Tuesday, June 17, 2008

Lumas opens on Newbury Street

Lumas galleries opened a Lumas Editions Gallery at 141B Newbury St. in Boston on June 14.

Lumas specializes in limited-edition photographs, but also offers other art and design. Artists include David Armstrong, Alex MacLean, Zaha Hadid, Nan Goldin, Edward Steichen, and Swiss photographer Michel Comte, whose “Rizzoli Nudes” is pictured below.

Since 2004, Lumas has opened branches in New York, Zurich, Berlin, Duesseldorf, Frankfurt, Hamburg, Cologne, Munich and Stuttgart.

Public art on Radio Boston

Radio Boston’s May 27 program “Public Art” sounded an alarm about “the privation of public art” in Boston.
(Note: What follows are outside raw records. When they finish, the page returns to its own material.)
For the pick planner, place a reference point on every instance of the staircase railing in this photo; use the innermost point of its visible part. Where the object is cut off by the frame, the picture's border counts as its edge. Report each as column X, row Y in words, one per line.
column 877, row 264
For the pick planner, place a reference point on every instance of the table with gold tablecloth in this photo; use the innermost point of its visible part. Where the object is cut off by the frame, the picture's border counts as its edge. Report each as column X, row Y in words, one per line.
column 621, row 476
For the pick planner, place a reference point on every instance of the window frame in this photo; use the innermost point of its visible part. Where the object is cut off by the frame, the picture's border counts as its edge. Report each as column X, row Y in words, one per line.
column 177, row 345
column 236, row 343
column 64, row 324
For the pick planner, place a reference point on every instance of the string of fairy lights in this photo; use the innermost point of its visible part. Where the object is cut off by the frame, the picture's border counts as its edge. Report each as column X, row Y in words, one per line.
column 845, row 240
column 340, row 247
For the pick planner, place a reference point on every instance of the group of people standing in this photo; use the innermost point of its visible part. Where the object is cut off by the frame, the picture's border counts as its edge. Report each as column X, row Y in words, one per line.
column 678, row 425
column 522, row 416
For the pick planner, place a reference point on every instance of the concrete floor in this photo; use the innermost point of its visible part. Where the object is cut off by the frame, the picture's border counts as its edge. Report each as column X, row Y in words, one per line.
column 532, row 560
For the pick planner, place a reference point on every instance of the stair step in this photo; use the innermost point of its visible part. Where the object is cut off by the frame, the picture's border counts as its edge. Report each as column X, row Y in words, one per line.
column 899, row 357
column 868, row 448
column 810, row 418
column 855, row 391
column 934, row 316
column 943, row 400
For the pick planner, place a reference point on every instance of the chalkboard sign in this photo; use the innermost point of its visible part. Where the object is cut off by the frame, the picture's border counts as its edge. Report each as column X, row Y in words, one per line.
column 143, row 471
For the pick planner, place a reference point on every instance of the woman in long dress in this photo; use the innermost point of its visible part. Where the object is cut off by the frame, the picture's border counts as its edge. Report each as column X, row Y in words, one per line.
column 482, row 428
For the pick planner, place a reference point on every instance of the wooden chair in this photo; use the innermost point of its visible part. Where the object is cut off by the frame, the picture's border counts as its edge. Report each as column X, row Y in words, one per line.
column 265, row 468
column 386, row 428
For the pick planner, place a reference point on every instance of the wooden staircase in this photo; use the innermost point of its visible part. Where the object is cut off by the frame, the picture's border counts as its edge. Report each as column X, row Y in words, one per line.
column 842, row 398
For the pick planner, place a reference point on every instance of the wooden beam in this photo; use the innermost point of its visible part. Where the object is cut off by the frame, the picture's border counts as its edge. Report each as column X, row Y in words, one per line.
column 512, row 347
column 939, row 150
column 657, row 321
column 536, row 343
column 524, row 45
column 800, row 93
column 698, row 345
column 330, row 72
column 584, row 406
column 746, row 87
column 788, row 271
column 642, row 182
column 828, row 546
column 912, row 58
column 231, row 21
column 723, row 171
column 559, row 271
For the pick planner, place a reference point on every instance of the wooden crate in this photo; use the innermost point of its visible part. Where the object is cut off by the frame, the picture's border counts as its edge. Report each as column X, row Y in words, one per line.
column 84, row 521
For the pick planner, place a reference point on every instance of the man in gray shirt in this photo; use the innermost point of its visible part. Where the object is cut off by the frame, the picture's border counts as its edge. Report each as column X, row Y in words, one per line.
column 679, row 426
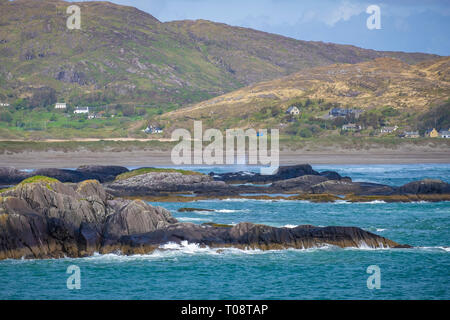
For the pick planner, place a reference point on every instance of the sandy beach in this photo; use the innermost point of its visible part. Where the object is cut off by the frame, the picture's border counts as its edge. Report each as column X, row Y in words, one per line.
column 138, row 158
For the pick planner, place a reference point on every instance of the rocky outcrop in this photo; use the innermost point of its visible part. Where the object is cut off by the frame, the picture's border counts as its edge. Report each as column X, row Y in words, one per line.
column 42, row 219
column 283, row 173
column 253, row 236
column 426, row 186
column 49, row 219
column 299, row 179
column 102, row 173
column 155, row 183
column 11, row 176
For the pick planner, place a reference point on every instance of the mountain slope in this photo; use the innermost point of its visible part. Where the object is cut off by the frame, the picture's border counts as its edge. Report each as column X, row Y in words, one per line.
column 123, row 55
column 368, row 85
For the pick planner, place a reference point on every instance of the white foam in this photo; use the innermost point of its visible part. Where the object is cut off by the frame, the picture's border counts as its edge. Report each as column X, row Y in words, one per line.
column 191, row 219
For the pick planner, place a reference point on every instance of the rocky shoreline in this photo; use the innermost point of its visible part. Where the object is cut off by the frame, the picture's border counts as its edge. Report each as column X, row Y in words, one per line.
column 75, row 213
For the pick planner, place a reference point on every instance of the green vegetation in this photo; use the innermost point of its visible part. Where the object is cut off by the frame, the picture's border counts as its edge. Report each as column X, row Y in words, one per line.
column 141, row 171
column 128, row 64
column 37, row 179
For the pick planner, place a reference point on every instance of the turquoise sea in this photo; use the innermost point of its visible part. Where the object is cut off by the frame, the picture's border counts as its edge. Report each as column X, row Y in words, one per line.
column 188, row 271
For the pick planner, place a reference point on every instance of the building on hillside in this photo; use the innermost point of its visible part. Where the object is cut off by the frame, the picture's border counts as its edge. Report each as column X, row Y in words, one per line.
column 351, row 127
column 388, row 129
column 432, row 133
column 293, row 110
column 410, row 134
column 81, row 110
column 445, row 134
column 153, row 129
column 60, row 105
column 338, row 112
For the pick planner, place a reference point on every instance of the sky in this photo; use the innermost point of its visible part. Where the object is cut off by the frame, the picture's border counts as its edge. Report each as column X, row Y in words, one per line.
column 405, row 25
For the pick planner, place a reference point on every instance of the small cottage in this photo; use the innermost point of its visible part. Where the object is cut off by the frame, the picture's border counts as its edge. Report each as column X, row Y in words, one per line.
column 444, row 134
column 60, row 105
column 293, row 110
column 432, row 133
column 351, row 127
column 81, row 110
column 388, row 129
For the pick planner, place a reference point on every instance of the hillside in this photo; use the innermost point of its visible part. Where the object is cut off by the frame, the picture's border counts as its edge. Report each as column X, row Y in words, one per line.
column 400, row 92
column 123, row 55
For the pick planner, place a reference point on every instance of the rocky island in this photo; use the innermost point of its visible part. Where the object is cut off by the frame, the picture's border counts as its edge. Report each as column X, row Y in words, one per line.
column 91, row 209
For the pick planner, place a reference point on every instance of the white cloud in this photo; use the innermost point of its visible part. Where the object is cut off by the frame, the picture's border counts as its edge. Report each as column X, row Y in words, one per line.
column 344, row 12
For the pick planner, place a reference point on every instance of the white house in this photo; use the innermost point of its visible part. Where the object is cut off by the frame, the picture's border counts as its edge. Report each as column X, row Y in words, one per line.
column 81, row 110
column 388, row 129
column 351, row 127
column 60, row 105
column 293, row 110
column 444, row 134
column 153, row 130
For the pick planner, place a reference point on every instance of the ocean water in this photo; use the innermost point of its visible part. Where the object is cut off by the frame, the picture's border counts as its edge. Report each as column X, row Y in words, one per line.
column 188, row 271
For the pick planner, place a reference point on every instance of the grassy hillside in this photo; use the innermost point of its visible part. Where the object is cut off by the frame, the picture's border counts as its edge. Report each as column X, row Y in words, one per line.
column 389, row 91
column 123, row 55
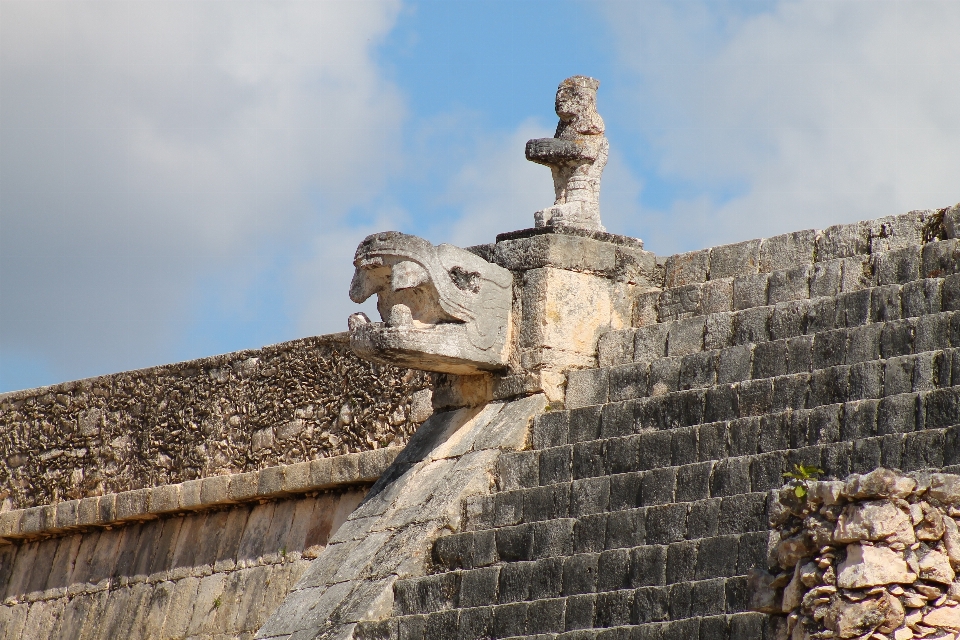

Its main point was summarized by Ricardo Barreto, director of the UrbanArts Institute at MassArt: “The politicians need really to see that there’s a void in Boston. And other cities are filling it and we are not. And there are economic implications. The other cities that are filling the void are joining the 21st century, and if we don’t’ fill that void we will be stuck somewhere else.”

Perhaps.

The Boston area actually is rich in public art – but in keeping with our area’s historical bent, much of it is old. We do have two significant contemporary sculpture parks: UMass Boston’s “Arts on the Point” (a mixed bag, but it has Mark Di Suvero's great “Heru’) and the DeCordova Museum and Sculpture Park in Lincoln. (Although, I'm not quite sure if DeCordova counts as public.) And we do continue to produce major, quality public artworks, like the New England Holocaust Memorial, which was dedicated in 1995, in downtown Boston, near Faneuil Hall, on the Freedom Trail.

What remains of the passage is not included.